Pria dan wanita Bisakah mereka berteman?
Sudah lebih dari 20 tahun sejak pemutaran perdana komedi romantis yang populer “Ketika Harry bertemu Sally”. Film blockbuster ini diingat karena menempatkan di atas meja pertanyaan yang selalu dipertanyakan: “¿Semoga wanita dan pria menjadi teman?”
Ada orang yang mengatakan tidak, bahwa pria dan wanita (heteroseksual, tentu saja) tidak akan pernah bisa menjadi teman sejati. Dan kesalahannya terletak pada hormon ... ¿Apa pengalaman Anda terkait dengan persahabatan antar jenis kelamin? Jawabannya tergantung pada mata pengamat.
Menurut sebuah penelitian Jurnal Hubungan Sosial dan Pribadi, disutradarai oleh April Bleske-Rechek (profesor Psikologi di Universitas Winconsin-Eau Claire) pada tahun 2012, pria lebih sering merasakan kemungkinan romantis dengan teman-teman mereka daripada wanita dengan teman-teman mereka. Studi ini juga mengungkapkan bahwa pria menunjukkan tingkat ketertarikan atau keinginan yang sama untuk membentuk hubungan romantis dengan teman-teman mereka, terlepas dari apakah mereka sudah terlibat dalam hubungan romantis dengan orang lain..
¿Apa artinya ini? Itu Pria dan wanita mengevaluasi hubungan mereka dengan orang-orang dari lawan jenis dengan cara yang sangat berbeda. Menurut penelitian, dalam persahabatan yang khas antara seorang pria dan seorang wanita, pria melebih-lebihkan tingkat ketertarikan yang dimiliki temannya terhadapnya. Dan, sebaliknya, wanita itu meremehkan tingkat ketertarikan temannya terhadapnya. Jadi, kalau lelaki biasanya berpikir “Tentunya teman saya menginginkan lebih dari pertemanan platonis” dan jika wanita cenderung berpikir “Oh tidak, ini dan itu tidak menganggap saya seperti itu”, ¿berbagai pandangan yang berbeda tentang situasi yang sama dapat menjadi sumber dari begitu banyak kesalahpahaman, atau alasan mengapa begitu banyak wanita - tanpa disadari - memberi “harapan palsu” kepada teman-temannya?

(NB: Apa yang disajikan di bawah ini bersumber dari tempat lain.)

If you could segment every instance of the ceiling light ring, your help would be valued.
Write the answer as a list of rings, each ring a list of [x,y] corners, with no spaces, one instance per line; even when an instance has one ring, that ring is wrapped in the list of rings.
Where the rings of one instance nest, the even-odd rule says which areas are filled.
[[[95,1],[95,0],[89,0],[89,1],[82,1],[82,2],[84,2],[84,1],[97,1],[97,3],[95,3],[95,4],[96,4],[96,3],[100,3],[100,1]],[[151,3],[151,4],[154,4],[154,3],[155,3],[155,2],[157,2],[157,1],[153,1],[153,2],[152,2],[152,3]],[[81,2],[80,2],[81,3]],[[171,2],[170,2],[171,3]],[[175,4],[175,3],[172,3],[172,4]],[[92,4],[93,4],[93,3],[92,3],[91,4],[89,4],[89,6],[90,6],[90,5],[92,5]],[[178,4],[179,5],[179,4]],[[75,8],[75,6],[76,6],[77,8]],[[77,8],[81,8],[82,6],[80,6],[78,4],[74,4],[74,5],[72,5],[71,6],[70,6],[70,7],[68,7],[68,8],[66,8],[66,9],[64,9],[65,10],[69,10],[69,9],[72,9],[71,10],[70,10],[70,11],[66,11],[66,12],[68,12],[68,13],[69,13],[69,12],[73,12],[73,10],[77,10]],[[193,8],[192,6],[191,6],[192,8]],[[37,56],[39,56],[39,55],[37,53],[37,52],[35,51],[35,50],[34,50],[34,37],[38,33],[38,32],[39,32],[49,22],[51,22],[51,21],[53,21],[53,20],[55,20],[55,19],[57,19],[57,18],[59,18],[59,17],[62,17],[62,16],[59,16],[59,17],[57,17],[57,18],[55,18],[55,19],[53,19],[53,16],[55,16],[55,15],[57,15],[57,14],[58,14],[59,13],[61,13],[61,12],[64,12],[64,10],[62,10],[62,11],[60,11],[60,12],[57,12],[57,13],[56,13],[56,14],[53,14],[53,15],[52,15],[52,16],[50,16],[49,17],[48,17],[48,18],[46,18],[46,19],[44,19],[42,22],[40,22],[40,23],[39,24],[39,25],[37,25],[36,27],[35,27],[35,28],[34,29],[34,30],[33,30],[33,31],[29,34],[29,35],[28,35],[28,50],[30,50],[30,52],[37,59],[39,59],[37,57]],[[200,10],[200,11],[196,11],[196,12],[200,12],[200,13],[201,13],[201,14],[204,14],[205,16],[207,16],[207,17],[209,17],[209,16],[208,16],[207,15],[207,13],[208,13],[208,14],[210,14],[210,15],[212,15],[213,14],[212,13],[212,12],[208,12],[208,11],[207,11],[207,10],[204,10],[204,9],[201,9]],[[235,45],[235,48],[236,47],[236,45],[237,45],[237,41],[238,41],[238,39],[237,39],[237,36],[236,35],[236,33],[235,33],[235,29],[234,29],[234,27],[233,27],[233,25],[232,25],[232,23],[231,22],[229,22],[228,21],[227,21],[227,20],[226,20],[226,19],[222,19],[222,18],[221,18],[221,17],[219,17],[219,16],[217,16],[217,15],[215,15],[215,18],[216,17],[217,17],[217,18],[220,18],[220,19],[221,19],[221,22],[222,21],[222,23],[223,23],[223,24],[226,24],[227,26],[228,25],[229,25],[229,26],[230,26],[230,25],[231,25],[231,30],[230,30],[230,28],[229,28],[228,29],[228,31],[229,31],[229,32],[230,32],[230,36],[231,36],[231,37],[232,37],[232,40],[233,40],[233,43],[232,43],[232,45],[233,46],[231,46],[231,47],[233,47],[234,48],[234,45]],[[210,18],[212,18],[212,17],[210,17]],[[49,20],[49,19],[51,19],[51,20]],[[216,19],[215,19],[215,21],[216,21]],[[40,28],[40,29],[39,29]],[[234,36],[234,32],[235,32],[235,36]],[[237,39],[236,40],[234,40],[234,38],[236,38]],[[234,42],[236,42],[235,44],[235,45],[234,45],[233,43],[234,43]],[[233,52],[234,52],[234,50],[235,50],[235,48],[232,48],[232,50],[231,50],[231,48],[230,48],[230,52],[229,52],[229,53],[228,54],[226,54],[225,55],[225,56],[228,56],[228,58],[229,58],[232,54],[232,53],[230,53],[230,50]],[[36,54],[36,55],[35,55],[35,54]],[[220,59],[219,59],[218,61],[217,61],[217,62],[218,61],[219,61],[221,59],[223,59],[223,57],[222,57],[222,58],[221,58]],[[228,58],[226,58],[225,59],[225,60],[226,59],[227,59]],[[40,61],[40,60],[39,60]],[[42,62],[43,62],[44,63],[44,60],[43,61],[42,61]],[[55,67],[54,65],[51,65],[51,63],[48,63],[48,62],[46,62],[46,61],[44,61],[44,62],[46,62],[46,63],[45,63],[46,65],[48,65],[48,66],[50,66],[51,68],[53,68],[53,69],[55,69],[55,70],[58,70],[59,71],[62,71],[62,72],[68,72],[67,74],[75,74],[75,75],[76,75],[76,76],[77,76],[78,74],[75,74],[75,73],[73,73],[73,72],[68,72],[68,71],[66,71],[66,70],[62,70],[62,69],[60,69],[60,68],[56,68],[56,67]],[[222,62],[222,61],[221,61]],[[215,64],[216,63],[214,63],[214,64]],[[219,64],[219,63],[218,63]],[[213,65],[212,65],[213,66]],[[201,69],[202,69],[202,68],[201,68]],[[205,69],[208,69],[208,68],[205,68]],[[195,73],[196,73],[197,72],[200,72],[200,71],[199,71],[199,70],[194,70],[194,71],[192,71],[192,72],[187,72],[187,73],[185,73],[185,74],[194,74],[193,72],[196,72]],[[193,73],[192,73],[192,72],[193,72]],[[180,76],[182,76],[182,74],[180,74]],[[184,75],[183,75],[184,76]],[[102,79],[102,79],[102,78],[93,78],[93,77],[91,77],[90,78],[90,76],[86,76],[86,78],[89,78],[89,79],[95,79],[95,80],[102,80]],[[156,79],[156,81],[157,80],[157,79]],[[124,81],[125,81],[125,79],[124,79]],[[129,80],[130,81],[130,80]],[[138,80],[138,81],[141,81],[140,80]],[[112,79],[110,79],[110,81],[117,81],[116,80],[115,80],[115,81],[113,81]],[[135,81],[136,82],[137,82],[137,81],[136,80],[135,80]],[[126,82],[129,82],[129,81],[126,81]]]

Salah satu faktor yang mungkin berkontribusi pada margin of error adalah ketakutan dan kecenderungan wanita untuk menyembunyikan sesuatu. Dalam penelitian ini, peserta diyakinkan bahwa jawaban mereka akan anonim dan rahasia. Selain itu, sebelum mengisi kuesioner, administrator studi meminta pasangan teman berjanji untuk tidak membahas jawaban mereka setelah mereka selesai. Diasumsikan bahwa, demi ilmu pengetahuan, semua peserta benar-benar jujur; namun, harus diakui bahwa ada tingkat rasa malu dalam mengakui kepada pihak ketiga bahwa seseorang tertarik pada temannya, meskipun dia merasa bahwa dia bukan miliknya. Jelas, kesombongan dan rasa malu dapat memengaruhi cara seseorang merespons.

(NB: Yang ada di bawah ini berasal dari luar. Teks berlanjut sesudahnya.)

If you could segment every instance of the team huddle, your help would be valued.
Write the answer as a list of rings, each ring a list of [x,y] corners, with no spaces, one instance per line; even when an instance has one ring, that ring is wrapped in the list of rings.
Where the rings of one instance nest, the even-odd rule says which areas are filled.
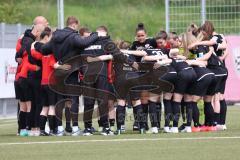
[[[191,24],[179,35],[162,30],[153,38],[139,23],[132,43],[113,41],[104,25],[95,32],[78,30],[73,16],[66,26],[53,31],[46,18],[38,16],[18,39],[14,85],[20,136],[120,135],[126,130],[126,107],[132,108],[132,129],[140,134],[227,129],[227,42],[210,21],[200,27]],[[95,110],[98,130],[92,124]]]

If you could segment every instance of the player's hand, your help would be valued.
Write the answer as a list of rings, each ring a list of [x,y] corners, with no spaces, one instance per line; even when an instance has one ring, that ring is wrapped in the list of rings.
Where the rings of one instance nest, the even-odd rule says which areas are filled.
[[[106,37],[106,32],[102,32],[102,31],[97,31],[98,33],[98,37]]]
[[[222,62],[224,61],[224,57],[223,57],[223,56],[220,56],[219,59],[220,59],[220,61],[222,61]]]
[[[189,49],[192,49],[192,48],[195,48],[196,46],[197,46],[196,43],[192,43],[192,44],[190,44],[190,45],[188,46],[188,48],[189,48]]]
[[[59,65],[58,69],[68,71],[71,69],[71,65],[69,65],[69,64]]]
[[[17,58],[17,62],[18,62],[18,64],[21,64],[22,63],[22,58]]]
[[[136,70],[139,69],[139,65],[137,64],[137,62],[133,62],[132,67]]]
[[[95,62],[95,61],[96,61],[96,58],[94,58],[94,57],[87,57],[87,62],[88,63]]]
[[[36,67],[36,71],[39,71],[41,69],[41,67],[37,66]]]
[[[162,66],[162,63],[160,61],[158,61],[158,62],[154,63],[153,69],[158,69],[161,66]]]

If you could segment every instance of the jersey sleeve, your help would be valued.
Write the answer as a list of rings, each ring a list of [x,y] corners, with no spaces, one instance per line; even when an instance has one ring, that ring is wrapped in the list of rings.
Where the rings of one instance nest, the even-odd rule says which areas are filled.
[[[37,60],[41,60],[43,57],[43,55],[40,52],[36,51],[35,49],[31,49],[31,55],[33,58]]]

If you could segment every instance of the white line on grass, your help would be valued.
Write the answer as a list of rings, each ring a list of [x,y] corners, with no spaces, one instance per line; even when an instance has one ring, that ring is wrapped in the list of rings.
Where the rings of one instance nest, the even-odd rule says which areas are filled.
[[[90,142],[130,142],[130,141],[175,141],[175,140],[217,140],[240,139],[240,137],[185,137],[185,138],[130,138],[130,139],[104,139],[104,140],[78,140],[78,141],[43,141],[43,142],[16,142],[0,143],[0,146],[31,145],[31,144],[62,144],[62,143],[90,143]]]

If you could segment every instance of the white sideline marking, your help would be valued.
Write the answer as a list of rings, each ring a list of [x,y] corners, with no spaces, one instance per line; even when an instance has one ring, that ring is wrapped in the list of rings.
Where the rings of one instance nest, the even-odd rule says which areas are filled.
[[[43,142],[16,142],[0,143],[0,146],[31,145],[31,144],[61,144],[61,143],[90,143],[90,142],[129,142],[129,141],[175,141],[175,140],[216,140],[216,139],[240,139],[240,137],[192,137],[192,138],[130,138],[130,139],[105,139],[105,140],[78,140],[78,141],[43,141]]]
[[[0,124],[0,127],[4,127],[4,126],[12,126],[12,125],[16,125],[16,123]]]

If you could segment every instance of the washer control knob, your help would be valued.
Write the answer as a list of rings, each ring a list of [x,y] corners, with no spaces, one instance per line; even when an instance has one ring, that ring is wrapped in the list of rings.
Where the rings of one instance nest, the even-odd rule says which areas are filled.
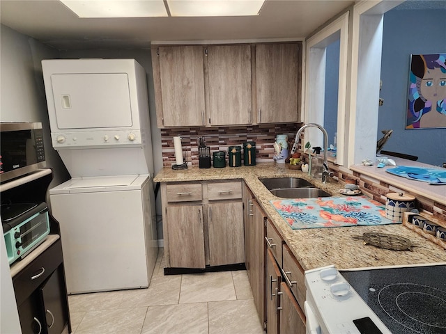
[[[65,137],[63,136],[58,136],[56,140],[60,143],[65,143]]]
[[[330,287],[330,291],[336,297],[343,297],[350,292],[350,285],[347,282],[332,284]]]

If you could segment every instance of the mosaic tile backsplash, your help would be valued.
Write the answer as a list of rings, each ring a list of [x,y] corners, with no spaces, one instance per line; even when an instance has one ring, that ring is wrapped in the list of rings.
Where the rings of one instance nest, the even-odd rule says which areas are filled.
[[[240,127],[193,127],[161,129],[162,165],[170,167],[175,164],[174,137],[181,137],[183,155],[185,162],[199,165],[199,136],[204,136],[206,145],[210,148],[210,155],[216,151],[227,152],[229,146],[243,145],[246,141],[256,143],[256,161],[272,161],[274,142],[277,134],[286,134],[293,138],[302,123],[261,125]],[[243,157],[243,154],[242,154]],[[242,158],[243,159],[243,158]],[[242,161],[243,164],[243,161]]]

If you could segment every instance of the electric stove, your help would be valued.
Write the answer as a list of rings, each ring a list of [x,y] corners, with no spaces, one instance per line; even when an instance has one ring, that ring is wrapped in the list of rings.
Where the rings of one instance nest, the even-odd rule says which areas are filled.
[[[446,333],[446,265],[339,273],[392,334]]]

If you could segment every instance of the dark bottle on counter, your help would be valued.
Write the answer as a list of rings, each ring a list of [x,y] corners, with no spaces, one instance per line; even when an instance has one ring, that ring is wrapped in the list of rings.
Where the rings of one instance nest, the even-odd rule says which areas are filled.
[[[245,166],[256,165],[256,142],[243,143],[243,164]]]
[[[229,146],[228,151],[229,166],[240,167],[242,166],[242,148],[240,146]]]

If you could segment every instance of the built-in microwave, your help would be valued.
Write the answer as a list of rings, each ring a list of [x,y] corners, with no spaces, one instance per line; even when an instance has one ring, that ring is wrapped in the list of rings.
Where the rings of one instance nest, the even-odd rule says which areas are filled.
[[[45,167],[40,122],[0,122],[0,182]]]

Menariknya, sepertinya begitu studi tersebut (dipimpin oleh April Bleske-Rechek) adalah satu-satunya yang dilakukan pada subjek ini. Namun,, Jesse Budd dan Patrick Romero, dua pembuat film muda, sampai pada kesimpulan yang sama: Pria dan wanita tidak bisa hanya berteman. Mereka mulai merekam video yang menunjukkan kebenaran argumen mereka. Meskipun jelas, jauh dari mengikuti metode yang ketat, tujuannya hanyalah mendokumentasikan survei informal di kalangan mahasiswa. Meski begitu, Sangat lucu untuk mengamati bagaimana gadis-gadis mulai dengan menegaskan bahwa ya, adalah mungkin untuk menjadi teman. Tetapi kemudian, ketika ditanya apakah teman-teman mereka tertarik pada mereka, mereka tersipu dan mengakui bahwa kemungkinan besar mereka akan melakukannya.. Jadi sebenarnya, ¿Persahabatan tidak murni Platonis?
Yang benar adalah bahwa tampaknya pria dan wanita kita harus menyesuaikan cara berpikir dan bertindak kita untuk mencapai persahabatan yang benar-benar tulus dan langgeng dengan seseorang dari lawan jenis.Akan menarik untuk melihat bagaimana teori-teori berevolusi dalam kaitannya dengan tema ini, seiring berjalannya waktu dan kesimpulan apa yang muncul setelah penelitian lebih lanjut yang menyelidiki persahabatan antara orang-orang dari lawan jenis.